2006年3月24日(金)「しんぶん赤旗」

“入社半年で過労自殺”

不十分な若手社員の育成

遺族 「国・企業は労災認めて」


 新調したスーツに身を包み、社会人として巣立つ季節が、もうすぐやってきます。ちょうど十年前、そうやって希望を胸に入社したに違いない若者が、わずか半年後に自ら命を絶ちました。

 川田直(すなお)さんです。当時二十四歳。大学卒業後、東京都調布市にある旧安田コンピューターサービス会社(現みずほトラストシステムズ)にシステムエンジニアとして、一九九六年四月に入社。「オンリーワンになる」と話し、希望に燃えていました。

うつ病を発症

 川田さんはコンピューターには全くの初心者でした。そんな新入社員でありながら、研修を十分受けることなく、二カ月後に第一線に配属されました。社内の“心臓部”といわれる金融オンラインシステムの連動を制御するためのプログラムをつくる部署でした。

 配属後もまともな指導はなく、困難なプログラム作成業務や課題だけが与えられました。

 独力で夜遅くまで必死にがんばっていましたが、指導不足からくる重大なミスも生じ、体調を急速に悪化させました。

 川田さんは、七月末ごろには、すでにうつ病を発症していたとみられています。食欲が減退し、両親にも「疲れた」ともらすようになり、休日は家で横になっていることが多くなりました。

 八月に入ると、目の下にくまをつくり、「キーボードをたたくカチャカチャという音が嫌いなんだよ。コンピューターの画面を見ると気持ちが悪くなる」といい、手の震えや吐き気を催すようになりました。九月二十六日、府中市内の団地で飛び降り自殺しました。

 元同僚たちはこういっています。

 「技術的に優秀な人たちのスピードで進むだけの職場です。遅れている者には目を向けない。わからない人間はもんもんと悩む日々です。川田さんは誰にも聞けず、一人悩んで、一人で解決しようとしたのではないか。新人には重すぎる試練だと思う」

成果主義浸透

 今、若手社員の人材育成のあり方が問題になっています。従来、企業は若手社員を長期的な視点に立って、じっくり育てることを人材育成の基本にしてきました。ところが、成果主義が浸透する中で、その基本が崩れてきています。

 日本経団連は二〇〇五年五月に「若手社員の育成に関する提言」を発表しました。「企業は今こそ人材育成の原点に立ち返ろう」といわざるを得ないほどその弊害が顕著になっているからです。

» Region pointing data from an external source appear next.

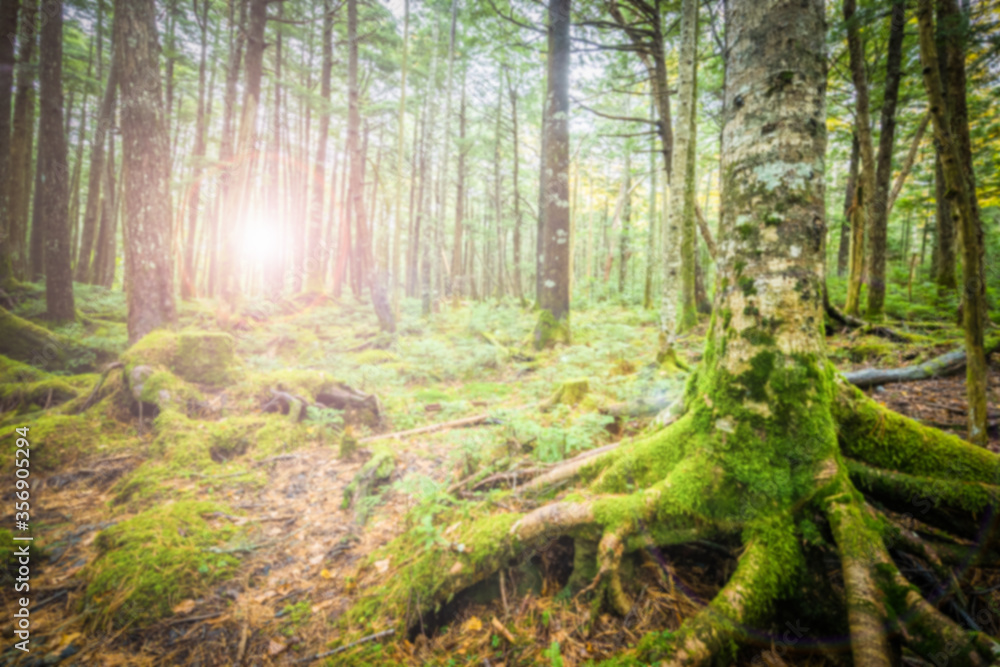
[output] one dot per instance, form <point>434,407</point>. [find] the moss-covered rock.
<point>149,563</point>
<point>28,342</point>
<point>570,392</point>
<point>203,357</point>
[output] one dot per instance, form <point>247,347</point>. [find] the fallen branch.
<point>856,323</point>
<point>91,399</point>
<point>565,470</point>
<point>458,423</point>
<point>947,364</point>
<point>326,654</point>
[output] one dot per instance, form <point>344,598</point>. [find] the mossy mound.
<point>202,357</point>
<point>57,440</point>
<point>571,393</point>
<point>25,341</point>
<point>162,389</point>
<point>149,563</point>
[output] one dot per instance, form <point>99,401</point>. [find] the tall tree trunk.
<point>866,186</point>
<point>189,274</point>
<point>518,220</point>
<point>314,267</point>
<point>400,159</point>
<point>227,147</point>
<point>879,220</point>
<point>18,185</point>
<point>105,253</point>
<point>145,160</point>
<point>8,28</point>
<point>652,245</point>
<point>91,215</point>
<point>458,262</point>
<point>356,199</point>
<point>962,199</point>
<point>52,197</point>
<point>843,252</point>
<point>683,191</point>
<point>554,242</point>
<point>626,228</point>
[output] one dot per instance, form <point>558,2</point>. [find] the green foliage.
<point>152,561</point>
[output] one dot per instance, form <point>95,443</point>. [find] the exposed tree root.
<point>866,612</point>
<point>955,506</point>
<point>656,490</point>
<point>885,439</point>
<point>949,363</point>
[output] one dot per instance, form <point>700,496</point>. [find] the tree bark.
<point>314,266</point>
<point>962,199</point>
<point>189,272</point>
<point>652,245</point>
<point>52,195</point>
<point>91,215</point>
<point>866,186</point>
<point>8,27</point>
<point>18,185</point>
<point>877,229</point>
<point>554,243</point>
<point>145,157</point>
<point>458,273</point>
<point>518,221</point>
<point>843,252</point>
<point>105,252</point>
<point>683,188</point>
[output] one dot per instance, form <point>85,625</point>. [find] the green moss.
<point>549,331</point>
<point>151,562</point>
<point>886,439</point>
<point>25,341</point>
<point>194,356</point>
<point>56,440</point>
<point>372,357</point>
<point>757,336</point>
<point>168,392</point>
<point>747,286</point>
<point>205,357</point>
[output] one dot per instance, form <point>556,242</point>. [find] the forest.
<point>500,332</point>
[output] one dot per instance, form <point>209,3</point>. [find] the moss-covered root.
<point>769,564</point>
<point>885,439</point>
<point>866,614</point>
<point>929,633</point>
<point>954,506</point>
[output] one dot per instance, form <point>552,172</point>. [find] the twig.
<point>458,423</point>
<point>191,619</point>
<point>326,654</point>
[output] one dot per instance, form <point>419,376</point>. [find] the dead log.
<point>852,322</point>
<point>949,363</point>
<point>458,423</point>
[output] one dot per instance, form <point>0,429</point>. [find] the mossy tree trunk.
<point>146,156</point>
<point>866,181</point>
<point>22,136</point>
<point>554,241</point>
<point>91,214</point>
<point>878,227</point>
<point>771,438</point>
<point>8,27</point>
<point>961,196</point>
<point>52,197</point>
<point>683,188</point>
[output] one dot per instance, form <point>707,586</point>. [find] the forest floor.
<point>223,538</point>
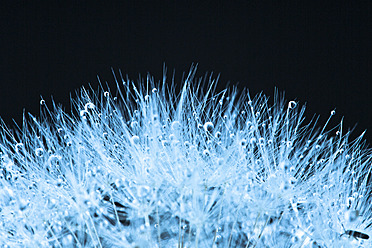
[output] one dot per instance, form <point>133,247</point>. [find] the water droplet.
<point>19,147</point>
<point>39,152</point>
<point>292,104</point>
<point>208,126</point>
<point>83,113</point>
<point>135,139</point>
<point>105,135</point>
<point>218,134</point>
<point>352,215</point>
<point>89,106</point>
<point>176,125</point>
<point>206,153</point>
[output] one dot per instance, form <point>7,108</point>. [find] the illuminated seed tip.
<point>292,104</point>
<point>39,152</point>
<point>135,139</point>
<point>352,215</point>
<point>208,127</point>
<point>176,125</point>
<point>218,134</point>
<point>89,106</point>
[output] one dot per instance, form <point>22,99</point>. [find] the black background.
<point>318,53</point>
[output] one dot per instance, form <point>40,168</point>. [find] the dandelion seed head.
<point>144,168</point>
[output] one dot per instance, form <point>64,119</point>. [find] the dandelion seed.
<point>193,170</point>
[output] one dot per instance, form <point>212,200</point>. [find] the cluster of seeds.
<point>151,168</point>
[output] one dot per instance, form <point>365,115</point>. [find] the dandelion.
<point>150,168</point>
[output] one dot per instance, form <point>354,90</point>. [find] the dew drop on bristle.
<point>208,127</point>
<point>89,106</point>
<point>135,140</point>
<point>292,104</point>
<point>39,152</point>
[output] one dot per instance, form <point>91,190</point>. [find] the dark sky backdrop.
<point>317,53</point>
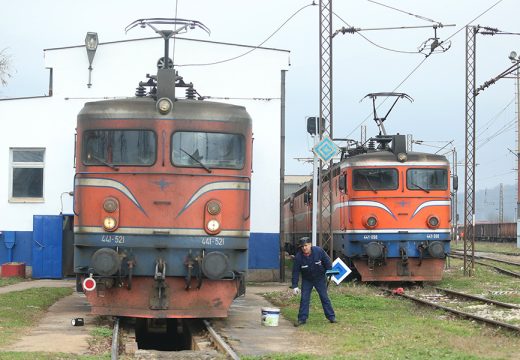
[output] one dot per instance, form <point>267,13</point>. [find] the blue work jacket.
<point>311,267</point>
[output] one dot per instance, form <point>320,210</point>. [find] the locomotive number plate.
<point>215,241</point>
<point>113,239</point>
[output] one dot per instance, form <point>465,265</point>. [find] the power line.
<point>423,60</point>
<point>256,47</point>
<point>405,12</point>
<point>373,43</point>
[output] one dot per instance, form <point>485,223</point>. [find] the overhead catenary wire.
<point>405,12</point>
<point>422,62</point>
<point>256,47</point>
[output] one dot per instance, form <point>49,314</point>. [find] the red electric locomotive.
<point>391,211</point>
<point>162,201</point>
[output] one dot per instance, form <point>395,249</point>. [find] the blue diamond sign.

 「提言」によると、若手社員を育てるべき管理者が自身の仕事の成果を求められるあまり、部下の人材育成がおろそかになるという問題が生じているといいます。また、現場力の低下の原因の一つがそこにあるのではないか、と指摘しています。

先輩頼らない

 川田さんのケースにそのまま当てはまります。先輩社員は自らの業務が多忙だったため、川田さんと一緒に仕事をしながら指導する余裕はありませんでした。「できることをやっておいてくれ」と添え書きをした作業依頼メモを川田さんの机上に置いておくだけという状況でした。

 しかも、先輩社員に頼らないで仕事をすべきだという新人研修を受けていたこともあり、積極的に質問できる状況にはありませんでした。

 「自殺は業務による強いストレスが原因」。そう確信した両親が、三鷹労働基準監督署に労災請求したのは、川田さんの死から三年後の一九九九年九月のことです。

 しかし、同労基署は不支給決定しました。不服審査請求も再審査請求も棄却されました。

 母親の川田キヨ子さん(58)は〇六年二月二十日、国を相手取り、労災の遺族補償の不支給処分を取り消し、労災認定するよう求める行政訴訟を東京地裁に起こしました。

 キヨ子さんは「二度とこうしたことが起きないように国は労災を認めてほしい」と話します。

 この過労自殺訴訟は、若手社員の人材育成のあり方や成果主義の是非も問われています。